Kenya Ports Authority yard in Mombasa.
The recently signed Government-Owned Enterprises (GOE) Bill into an Act by President William Ruto is set to change the management of how parastatals are managed in Kenya.
The move will save taxpayers billions of shillings previously used in the management of the parastatals.
According to Section 9 of the Act, the entities will now operate as commercial organisations to make profit. They will also be self-sustaining and self-financing.
“A government-owned enterprise shall operate as a commercial entity and shall operate for profit, be self-sustaining, self-financing and be accountable to the public through the National Treasury,” reads the Act.
The First Schedule to the Act has listed 65 parastatals which are now listed as Government Owned Enterprises and will be required to operate as commercial entities, be self-financing, and self-sustaining.
Some of these parastatals include the Kenya Ports Authority, Kenya Power, Kenya Electricity Generating Company (KenGen), Kenya Railways Corporation, among others.
The Kenya Electricity Generating Company (KenGen) head offices in Nairobi.
During his State of the Nation Address last month, President Ruto said Kenya’s development ambitions—including improvements in roads, energy, water systems, logistics, education, and digital networks—require sustained and innovative financing models.
“We cannot continue funding essential infrastructure through unsustainable borrowing or burdening taxpayers with additional taxes. But neither can we afford to postpone these imperatives without risking our future,” President Ruto said
The Government-Owned Enterprises Act seeks to streamline the operations of state corporations and government-owned enterprises by enhancing accountability, efficiency, and alignment with national development priorities.
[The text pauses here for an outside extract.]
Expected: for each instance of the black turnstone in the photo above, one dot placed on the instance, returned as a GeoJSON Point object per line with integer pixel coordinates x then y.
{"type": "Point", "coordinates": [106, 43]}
It also sets out public service obligations designed to improve transparency and performance standards.
The new Act, if implemented fully, will actualise some of the recommendations of a taskforce appointed by former President Uhuru Kenyatta on parastatals.
The taskforce which was chaired by the then Member for Mandera Central Constituency, Abdikadir Mohammed, came up with a number of proposals, including the need for dissolution and merger of several parastatals and adoption of a business-oriented code of conduct that would uphold efficiency and accountability.
Whereas the Taskforce Report gave impetus for change in governance of parastatals, the implementation of the report has, over the years, experienced resistance to change by the same parastatals that the government sought to make efficient.
In order to cure duplication of duties, wastage of public resources, bloated workforce and corruption that have often characterised operations of the parastatals, section 7 of the Act provides that when determining a request for the establishment of a Government Owned Enterprise, the guiding principles, such as what gap the new enterprise is going to fill in the market.
According to the Act, Government Owned Enterprise shall operate on commercial principles and with a defined commercial income stream that substantially supports the associated commercial activities.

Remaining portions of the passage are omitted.